Crossposted from the AI Alignment Forum. May contain more technical jargon than usual.

This is a problem which Scott Garrabrant and I were thinking about quite a bit last fall, but moved on from as other problems in logical uncertainty captured our interest. As far as I know, it remains unsolved!

Scott and I were working on the problem of probabilistic priors, or as we've started calling them now, random extensions. Suppose you have a set (possibly empty) of axioms in a logic, and you want a "reasonable" probability distribution over the rest of the sentences, which are neither proved nor disproved by your set of sentences. This probability assignment is required to be coherent in the sense given by Paul Christiano or me: they "respect the logic", namely (using Paul's version):

For any ϕ and ψ, B(ϕ)=B(ϕ∧ψ)+B(ϕ∧¬ψ).

For any tautology ϕ, B(ϕ)=1.

For any contradiction ϕ, B(ϕ)=0.

Paul proves that this is equivalent to requiring P to be derived from a probability distribution on models (so that the probability of a sentence is the probability that the sentence is true).

Denote the random extension starting with theory T as PT(ϕ). We additionally require that for ϕ∈T, B(ϕ)=1.

We also wanted these probability distributions to be approximable, among other desirable properties.

The two-update problem began as the observation that, for my prior, adding a sentence ϕ to the initial theory is quite different from performing a Bayesian update on ϕ. As our research progressed, we noticed that this seemed to be true of all the proposals we came up with. There were two distinct ways to "update" on a sentence: either do a Bayesian update to make its probability 1, or add it to the initial set of axioms which are true before the prior's construction.

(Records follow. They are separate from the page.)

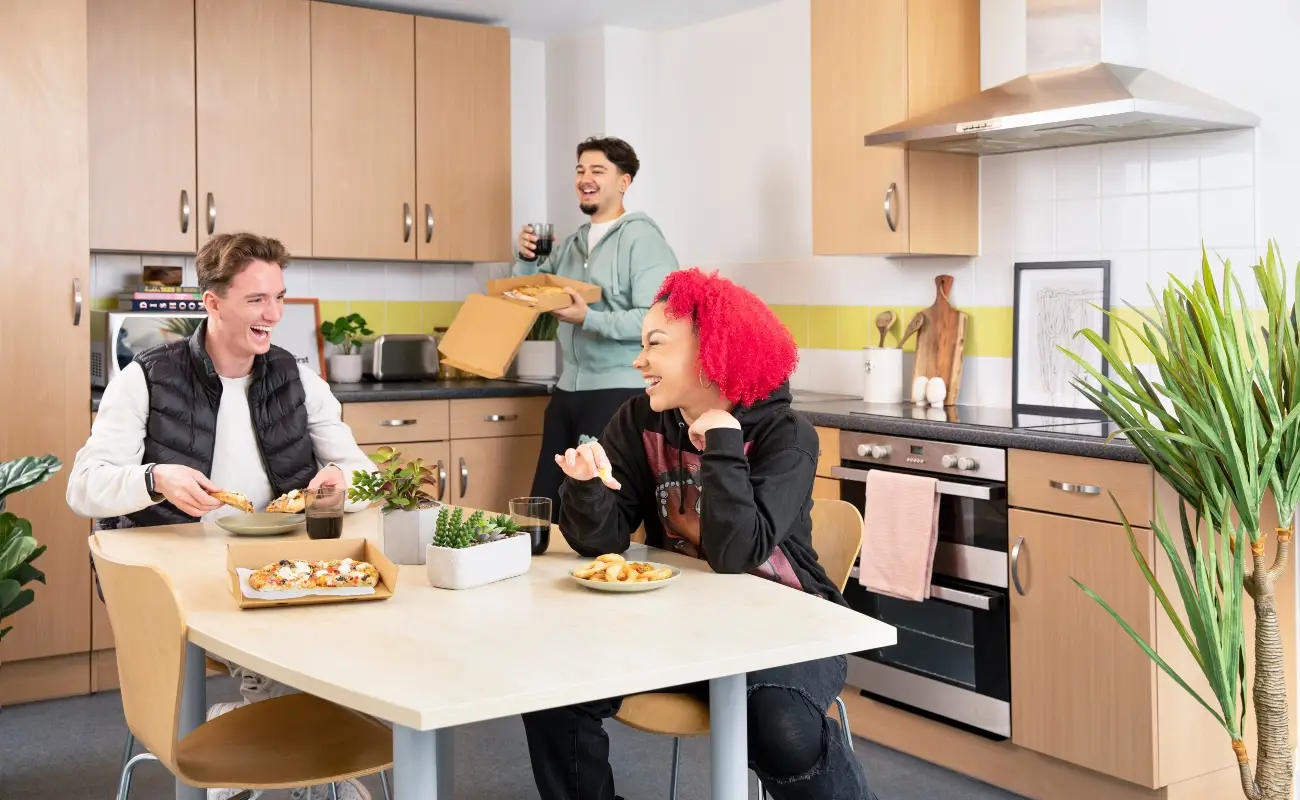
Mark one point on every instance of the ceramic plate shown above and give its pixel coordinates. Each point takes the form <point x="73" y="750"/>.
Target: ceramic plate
<point x="261" y="523"/>
<point x="603" y="586"/>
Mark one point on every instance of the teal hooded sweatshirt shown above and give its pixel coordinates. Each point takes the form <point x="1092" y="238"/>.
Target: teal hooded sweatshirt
<point x="629" y="264"/>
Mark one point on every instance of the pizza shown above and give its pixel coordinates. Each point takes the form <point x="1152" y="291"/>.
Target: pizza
<point x="287" y="575"/>
<point x="290" y="502"/>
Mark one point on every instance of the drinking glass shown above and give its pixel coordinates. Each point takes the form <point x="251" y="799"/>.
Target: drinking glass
<point x="325" y="511"/>
<point x="533" y="515"/>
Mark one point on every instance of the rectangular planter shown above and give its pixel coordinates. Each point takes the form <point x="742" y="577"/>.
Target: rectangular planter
<point x="479" y="565"/>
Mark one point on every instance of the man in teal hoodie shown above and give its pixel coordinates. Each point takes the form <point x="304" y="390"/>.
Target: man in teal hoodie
<point x="627" y="256"/>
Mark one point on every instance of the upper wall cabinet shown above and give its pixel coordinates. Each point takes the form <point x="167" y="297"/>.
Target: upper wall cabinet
<point x="142" y="172"/>
<point x="876" y="63"/>
<point x="255" y="119"/>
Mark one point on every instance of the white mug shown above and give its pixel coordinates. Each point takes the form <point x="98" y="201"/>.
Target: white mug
<point x="882" y="377"/>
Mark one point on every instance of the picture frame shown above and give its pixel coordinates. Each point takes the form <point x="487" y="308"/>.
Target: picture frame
<point x="1053" y="301"/>
<point x="299" y="332"/>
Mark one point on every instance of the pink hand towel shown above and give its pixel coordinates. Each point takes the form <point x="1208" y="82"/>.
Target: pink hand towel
<point x="901" y="528"/>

Stated as a formal problem, this may look easy to "solve". For finite non-empty T, we can simply re-define PT(ϕ)=P∅(ϕ|T). (There is a complication if you try to do this for infinite T, which is explained here. ) However, this seems to miss the point. Despite re-defining things in this way, if you look at the actual specification of the priors we were considering, a kind of non-bayesian update was quite visible. The non-bayesian update doesn't go away if we take away the set of axioms (AKA the theory we're extending into a probability distribution). Rather, it is visible in how we update on proofs.

As we approximate P to increasing degree, we observe proofs of one thing or another and incorporate this into the distribution. This "incorporation" step was different depending on the prior P, but all of our options seemed to have it, and none of them looked like a Bayesian update. This "incorporation" step is a different way of understanding the meaning of the two-update problem, but harder to formalize exactly. It seems to us that this is really the same two-update problem, if you don't make the ad-hoc patch mentioned above.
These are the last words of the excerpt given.